When balance problems such as dizziness and vertigo happen too often, they can take over a person’s life. This is the reason why many patients seek the help of a vertigo chiropractic doctor in Blue Ash, OH, to regain control of their balance and return to living a normal life.
Dizziness and vertigo can be challenging to differentiate from one another. For this reason, many people mistakenly use both words to describe the sensations of one or the other. However, it is important to keep in mind that vertigo and dizziness are slightly different sensations.
What Is Vertigo? An Overview
Vertigo is a symptom of an underlying condition. It is not a disease itself. Most cases are due to problems in the inner ear and associated with a dysfunction of the vestibular system. Vertigo is common in adults over the age of 40. In fact, 40% of them have some type of vestibular disorder. Vertigo is the false sensation of movement and often includes a spinning sensation. It affects a person’s balance.
Why Vertigo Occurs
Vertigo often stems from the malfunction of certain parts of the brain and the inner ear that are responsible for maintaining balance.

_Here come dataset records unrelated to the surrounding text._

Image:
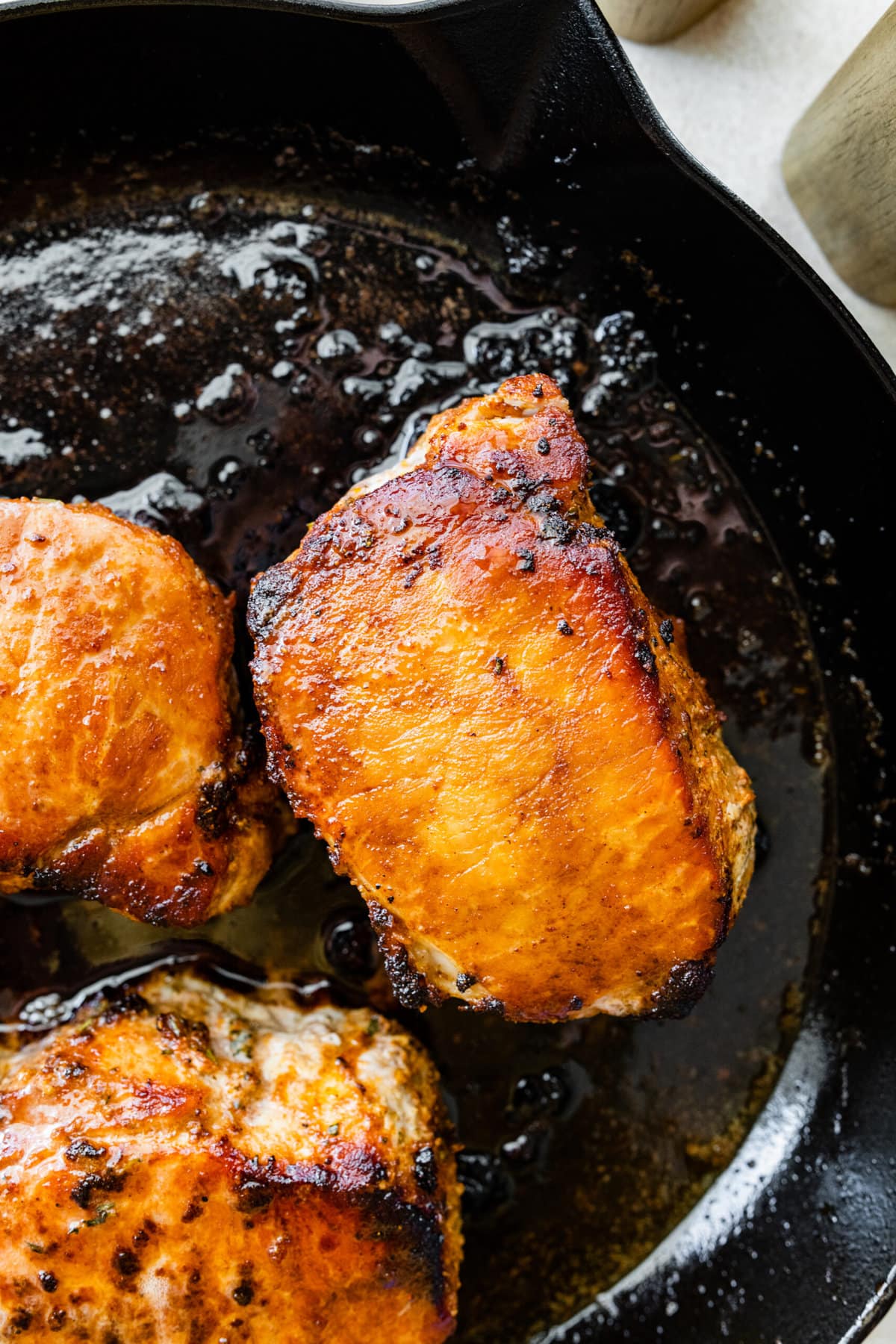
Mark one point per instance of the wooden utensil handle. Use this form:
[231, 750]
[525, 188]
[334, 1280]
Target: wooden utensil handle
[840, 166]
[655, 20]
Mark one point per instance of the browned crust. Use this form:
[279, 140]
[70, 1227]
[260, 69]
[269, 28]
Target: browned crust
[176, 859]
[152, 1214]
[481, 484]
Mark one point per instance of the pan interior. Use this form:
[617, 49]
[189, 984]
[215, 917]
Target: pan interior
[220, 349]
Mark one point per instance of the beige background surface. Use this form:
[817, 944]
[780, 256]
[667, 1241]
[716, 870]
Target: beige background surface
[731, 89]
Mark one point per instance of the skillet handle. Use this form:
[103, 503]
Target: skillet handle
[531, 77]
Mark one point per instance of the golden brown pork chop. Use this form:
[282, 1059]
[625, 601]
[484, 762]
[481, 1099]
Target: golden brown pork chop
[193, 1166]
[122, 772]
[464, 687]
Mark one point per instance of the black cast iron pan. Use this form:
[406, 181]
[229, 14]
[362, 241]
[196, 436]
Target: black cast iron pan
[242, 253]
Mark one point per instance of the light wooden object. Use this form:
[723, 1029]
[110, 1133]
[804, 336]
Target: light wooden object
[655, 20]
[840, 166]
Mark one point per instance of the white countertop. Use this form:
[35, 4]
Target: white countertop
[734, 85]
[731, 87]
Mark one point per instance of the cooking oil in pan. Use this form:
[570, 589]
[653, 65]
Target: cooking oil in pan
[223, 364]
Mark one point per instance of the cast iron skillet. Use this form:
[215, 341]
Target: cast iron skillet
[736, 361]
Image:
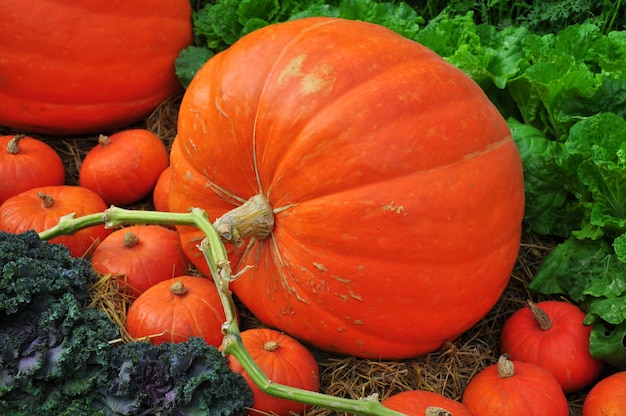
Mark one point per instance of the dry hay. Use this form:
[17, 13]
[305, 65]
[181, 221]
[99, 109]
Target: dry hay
[446, 371]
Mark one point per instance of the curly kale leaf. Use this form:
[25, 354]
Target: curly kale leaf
[34, 273]
[54, 358]
[176, 379]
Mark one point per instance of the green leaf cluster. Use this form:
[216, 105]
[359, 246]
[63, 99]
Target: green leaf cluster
[220, 24]
[564, 97]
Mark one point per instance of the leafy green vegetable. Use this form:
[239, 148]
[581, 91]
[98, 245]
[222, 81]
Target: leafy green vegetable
[219, 25]
[56, 357]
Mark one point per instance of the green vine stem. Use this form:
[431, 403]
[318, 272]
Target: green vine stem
[212, 246]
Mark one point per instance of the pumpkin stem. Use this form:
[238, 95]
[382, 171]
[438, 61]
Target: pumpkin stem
[542, 318]
[254, 218]
[12, 146]
[505, 367]
[178, 288]
[46, 199]
[104, 140]
[436, 411]
[130, 240]
[271, 346]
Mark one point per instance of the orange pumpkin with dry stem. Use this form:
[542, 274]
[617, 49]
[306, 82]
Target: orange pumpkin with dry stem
[375, 188]
[175, 310]
[141, 256]
[284, 360]
[27, 163]
[552, 335]
[123, 168]
[514, 388]
[41, 208]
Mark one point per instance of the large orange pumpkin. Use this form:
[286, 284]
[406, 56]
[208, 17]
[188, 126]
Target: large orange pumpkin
[70, 67]
[392, 190]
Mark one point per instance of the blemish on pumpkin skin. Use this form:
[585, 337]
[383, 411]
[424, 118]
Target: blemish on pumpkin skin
[320, 267]
[320, 79]
[341, 279]
[292, 70]
[399, 209]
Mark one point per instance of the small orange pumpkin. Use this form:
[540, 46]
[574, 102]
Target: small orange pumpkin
[124, 167]
[607, 397]
[285, 361]
[41, 208]
[141, 255]
[552, 335]
[393, 190]
[425, 403]
[176, 309]
[514, 388]
[27, 163]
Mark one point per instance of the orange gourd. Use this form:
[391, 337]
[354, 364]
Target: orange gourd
[27, 163]
[425, 403]
[380, 195]
[284, 360]
[552, 335]
[140, 256]
[41, 208]
[175, 310]
[123, 168]
[607, 397]
[83, 67]
[514, 388]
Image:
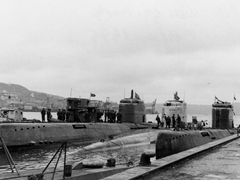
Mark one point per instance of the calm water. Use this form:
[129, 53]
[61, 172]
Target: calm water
[35, 158]
[222, 163]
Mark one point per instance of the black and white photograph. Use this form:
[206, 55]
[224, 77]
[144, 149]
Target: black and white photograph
[119, 89]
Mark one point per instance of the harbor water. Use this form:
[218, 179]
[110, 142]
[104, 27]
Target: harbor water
[221, 163]
[36, 158]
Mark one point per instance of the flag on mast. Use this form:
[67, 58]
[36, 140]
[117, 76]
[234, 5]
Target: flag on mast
[92, 95]
[137, 96]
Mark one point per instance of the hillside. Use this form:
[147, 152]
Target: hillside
[17, 94]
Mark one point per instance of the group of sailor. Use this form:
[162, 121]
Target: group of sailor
[170, 122]
[44, 112]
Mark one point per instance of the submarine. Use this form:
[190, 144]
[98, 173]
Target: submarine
[78, 128]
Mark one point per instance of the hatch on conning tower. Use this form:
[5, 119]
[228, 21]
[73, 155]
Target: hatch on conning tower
[222, 114]
[132, 109]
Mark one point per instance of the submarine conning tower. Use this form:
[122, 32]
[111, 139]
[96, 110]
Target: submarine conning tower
[176, 107]
[222, 115]
[132, 109]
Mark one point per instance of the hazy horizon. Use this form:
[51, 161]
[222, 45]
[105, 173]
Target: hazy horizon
[110, 47]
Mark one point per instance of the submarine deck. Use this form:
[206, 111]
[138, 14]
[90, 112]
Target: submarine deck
[140, 172]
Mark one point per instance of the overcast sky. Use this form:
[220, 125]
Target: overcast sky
[110, 46]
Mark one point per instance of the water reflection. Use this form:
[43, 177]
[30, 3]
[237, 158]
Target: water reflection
[38, 158]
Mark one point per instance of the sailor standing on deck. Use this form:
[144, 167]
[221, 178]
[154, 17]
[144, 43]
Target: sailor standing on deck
[173, 121]
[43, 113]
[178, 122]
[158, 120]
[49, 115]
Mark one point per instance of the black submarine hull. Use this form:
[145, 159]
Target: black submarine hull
[25, 134]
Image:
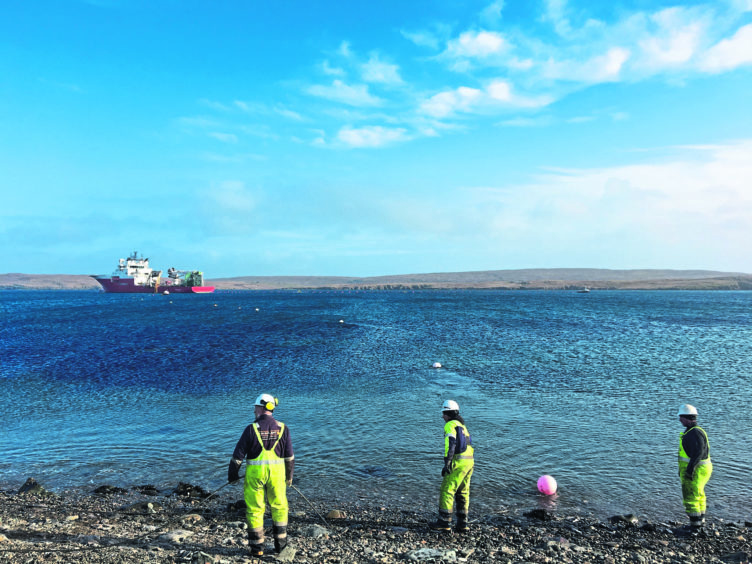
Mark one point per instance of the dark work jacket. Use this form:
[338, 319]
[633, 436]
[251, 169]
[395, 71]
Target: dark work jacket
[249, 447]
[696, 446]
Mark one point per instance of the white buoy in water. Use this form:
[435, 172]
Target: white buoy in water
[547, 485]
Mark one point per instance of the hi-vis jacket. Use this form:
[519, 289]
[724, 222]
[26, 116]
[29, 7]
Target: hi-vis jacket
[458, 443]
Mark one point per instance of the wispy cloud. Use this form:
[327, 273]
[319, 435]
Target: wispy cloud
[338, 91]
[376, 70]
[224, 137]
[730, 53]
[371, 136]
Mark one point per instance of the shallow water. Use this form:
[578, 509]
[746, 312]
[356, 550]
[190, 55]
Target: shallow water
[131, 389]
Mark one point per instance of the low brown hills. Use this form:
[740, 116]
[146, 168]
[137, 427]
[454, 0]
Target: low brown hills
[532, 279]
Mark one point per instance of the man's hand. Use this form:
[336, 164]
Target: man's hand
[232, 471]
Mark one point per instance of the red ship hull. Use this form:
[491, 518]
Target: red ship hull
[117, 285]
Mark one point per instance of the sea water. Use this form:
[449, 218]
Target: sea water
[149, 389]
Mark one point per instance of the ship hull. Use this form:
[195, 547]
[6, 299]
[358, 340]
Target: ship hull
[115, 285]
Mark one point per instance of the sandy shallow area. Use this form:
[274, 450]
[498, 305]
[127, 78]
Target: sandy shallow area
[189, 525]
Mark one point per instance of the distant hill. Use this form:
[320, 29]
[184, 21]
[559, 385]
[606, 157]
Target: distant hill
[534, 279]
[538, 278]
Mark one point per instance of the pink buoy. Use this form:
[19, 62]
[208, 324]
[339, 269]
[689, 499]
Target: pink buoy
[547, 484]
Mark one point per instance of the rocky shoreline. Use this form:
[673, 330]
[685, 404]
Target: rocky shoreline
[189, 525]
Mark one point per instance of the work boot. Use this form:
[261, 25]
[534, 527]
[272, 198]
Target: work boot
[256, 550]
[441, 525]
[279, 545]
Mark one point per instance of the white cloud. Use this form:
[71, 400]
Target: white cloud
[678, 37]
[729, 53]
[422, 38]
[371, 136]
[497, 94]
[327, 69]
[599, 68]
[357, 95]
[698, 203]
[290, 114]
[224, 137]
[475, 44]
[378, 71]
[447, 103]
[556, 14]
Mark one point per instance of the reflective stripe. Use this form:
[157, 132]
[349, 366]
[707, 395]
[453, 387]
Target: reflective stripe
[685, 459]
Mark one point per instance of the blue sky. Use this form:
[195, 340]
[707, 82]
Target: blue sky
[368, 138]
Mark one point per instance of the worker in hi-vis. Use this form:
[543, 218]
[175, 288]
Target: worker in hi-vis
[695, 466]
[267, 447]
[457, 470]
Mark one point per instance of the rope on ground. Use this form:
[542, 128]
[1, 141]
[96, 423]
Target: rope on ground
[309, 503]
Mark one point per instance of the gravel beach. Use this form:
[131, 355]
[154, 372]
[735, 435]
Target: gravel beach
[187, 524]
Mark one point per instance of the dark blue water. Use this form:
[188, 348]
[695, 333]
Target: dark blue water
[127, 389]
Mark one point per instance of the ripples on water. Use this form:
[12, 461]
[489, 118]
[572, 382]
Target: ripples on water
[129, 389]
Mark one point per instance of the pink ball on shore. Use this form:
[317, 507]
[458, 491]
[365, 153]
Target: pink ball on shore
[547, 484]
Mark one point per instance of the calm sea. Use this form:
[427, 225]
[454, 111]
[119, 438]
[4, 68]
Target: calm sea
[149, 389]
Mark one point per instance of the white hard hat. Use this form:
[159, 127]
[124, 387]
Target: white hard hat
[450, 405]
[267, 401]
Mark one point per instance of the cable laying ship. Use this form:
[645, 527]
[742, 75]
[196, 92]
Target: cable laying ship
[135, 276]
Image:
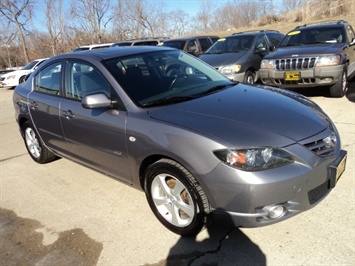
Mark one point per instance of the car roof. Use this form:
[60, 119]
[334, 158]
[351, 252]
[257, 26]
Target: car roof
[322, 24]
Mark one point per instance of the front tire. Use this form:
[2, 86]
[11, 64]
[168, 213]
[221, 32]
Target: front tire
[34, 145]
[176, 198]
[340, 88]
[249, 77]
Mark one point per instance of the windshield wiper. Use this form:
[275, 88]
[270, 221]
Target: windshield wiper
[218, 88]
[170, 100]
[314, 42]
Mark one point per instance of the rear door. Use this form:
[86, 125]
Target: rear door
[96, 137]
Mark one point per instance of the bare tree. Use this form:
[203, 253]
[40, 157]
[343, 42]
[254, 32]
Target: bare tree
[18, 12]
[55, 23]
[92, 17]
[204, 16]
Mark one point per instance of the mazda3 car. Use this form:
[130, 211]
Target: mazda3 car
[201, 147]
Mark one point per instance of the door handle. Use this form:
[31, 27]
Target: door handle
[68, 114]
[33, 105]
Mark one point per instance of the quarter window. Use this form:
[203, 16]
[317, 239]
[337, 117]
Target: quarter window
[48, 80]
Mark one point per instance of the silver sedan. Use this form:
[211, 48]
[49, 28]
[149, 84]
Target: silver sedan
[198, 145]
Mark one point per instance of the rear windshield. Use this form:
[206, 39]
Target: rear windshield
[233, 44]
[314, 36]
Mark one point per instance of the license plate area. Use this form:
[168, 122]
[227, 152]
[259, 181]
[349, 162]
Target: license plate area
[337, 168]
[292, 75]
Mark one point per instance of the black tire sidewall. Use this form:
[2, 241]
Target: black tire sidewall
[247, 75]
[46, 155]
[168, 168]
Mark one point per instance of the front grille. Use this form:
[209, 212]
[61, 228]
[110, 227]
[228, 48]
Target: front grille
[295, 63]
[319, 192]
[320, 147]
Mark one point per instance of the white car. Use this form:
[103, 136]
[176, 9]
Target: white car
[13, 78]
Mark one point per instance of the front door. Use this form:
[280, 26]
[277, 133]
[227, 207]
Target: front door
[96, 137]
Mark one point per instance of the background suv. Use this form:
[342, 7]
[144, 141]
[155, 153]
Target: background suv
[239, 56]
[313, 55]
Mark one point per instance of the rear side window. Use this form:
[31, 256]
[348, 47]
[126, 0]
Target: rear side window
[205, 44]
[48, 80]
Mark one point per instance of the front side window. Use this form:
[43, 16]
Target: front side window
[48, 80]
[234, 44]
[261, 42]
[205, 43]
[164, 77]
[83, 79]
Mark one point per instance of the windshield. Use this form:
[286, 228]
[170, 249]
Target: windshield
[313, 36]
[165, 77]
[175, 44]
[232, 44]
[30, 65]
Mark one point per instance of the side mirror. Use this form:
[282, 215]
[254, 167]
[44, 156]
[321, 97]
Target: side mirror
[191, 49]
[98, 100]
[261, 50]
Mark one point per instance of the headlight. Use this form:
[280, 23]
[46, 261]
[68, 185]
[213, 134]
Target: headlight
[255, 159]
[328, 60]
[267, 64]
[230, 69]
[11, 77]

These include the following parts of the body:
- The brainstem and cerebellum
- The inner ear itself
- Nerve tracts that link the brainstem and cerebellum to the inner ear
The inner ear has several parts, including the semicircular canals, utricle, and saccule. These parts help with the detection of motion and position of the body in relation to gravity. The brain receives signals from these structures via the 8th cranial nerve, or vestibulocochlear nerve. This nerve also plays a part in hearing. After that, the brainstem processes the information, changes your posture, synchronizes movement with help of the cerebellum. This then allows your body to balance so that you remain steady and don’t fall to the ground. Any problem within these parts of the body and how they function can cause vertigo to develop.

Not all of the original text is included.